Em primeiro lugar, Cláudia é procuradora por concurso. Eu sou do 5º concurso e tomei posse em julho de 1982. Ela é do 7º concurso e tomou posse em 1º de outubro de 1984. Significa dizer que ela tem quase 30 anos de instituição. Atua na área criminal há muitos e muitos anos. Eu não inovei em nada. Ela tem a mesma função na coordenação da área criminal desde os tempos do Cláudio Fonteles, prosseguiu com Antonio Fernando e eu simplesmente mantive. E mantive uma pessoa que é da carreira. O próprio [ex-]presidente Collor fala muito em nepotismo até. Mas é nepotismo concursado. E mais: isso é uma função que não tem qualquer remuneração adicional. Só dor de cabeça.

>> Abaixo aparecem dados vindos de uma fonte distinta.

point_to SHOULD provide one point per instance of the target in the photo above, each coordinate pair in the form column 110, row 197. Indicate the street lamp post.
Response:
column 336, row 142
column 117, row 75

O senhor nunca se importou de ser comparado com o Jô Soares. Mas, durante o julgamento do mensalão, ficou incomodado quando um advogado de defesa fez essa relação. Por que?
Essa questão do Jô Soares, isso de muitos anos eu ia na escola dos meus filhos e quando entrava o pessoal começava a gritar: ‘Jô, Jô, Jô’. Era algo que acompanhava há muito tempo. Tem um episódio engraçado, embora seja de certa forma a confissão de um crime [risos]. Eu estava na praça de alimentação no aeroporto de Salvador [BA], de férias, e vem um garçon e me pergunta se sou o Jô Soares e eu respondo que não. Então ele diz: ‘Também achava que não era, mas minha colega ali está absolutamente convencida que o senhor é o Jô Soares, então gostaria de pedir um grande favor, que o senhor autografasse para ela’. Eu disse então que não poderia autografar por não ser o Jô Soares. Então ele disse: ‘Mas ela tem certeza que você é o Jô e vai pegar muito bem para mim se eu conseguir esse autógrafo. Coloca só assim: ‘Um beijão do Gordo’. Então, eu escrevi. Esse falso [falsidade ideológica] eu cometi. Mas isso nunca me incomodou. Mas naquele dia [em que um advogado dos réus do mensalão fez a comparação] eu achei que era um certo desrespeito. Não a mim, mas ao Ministério Público e ao próprio julgamento.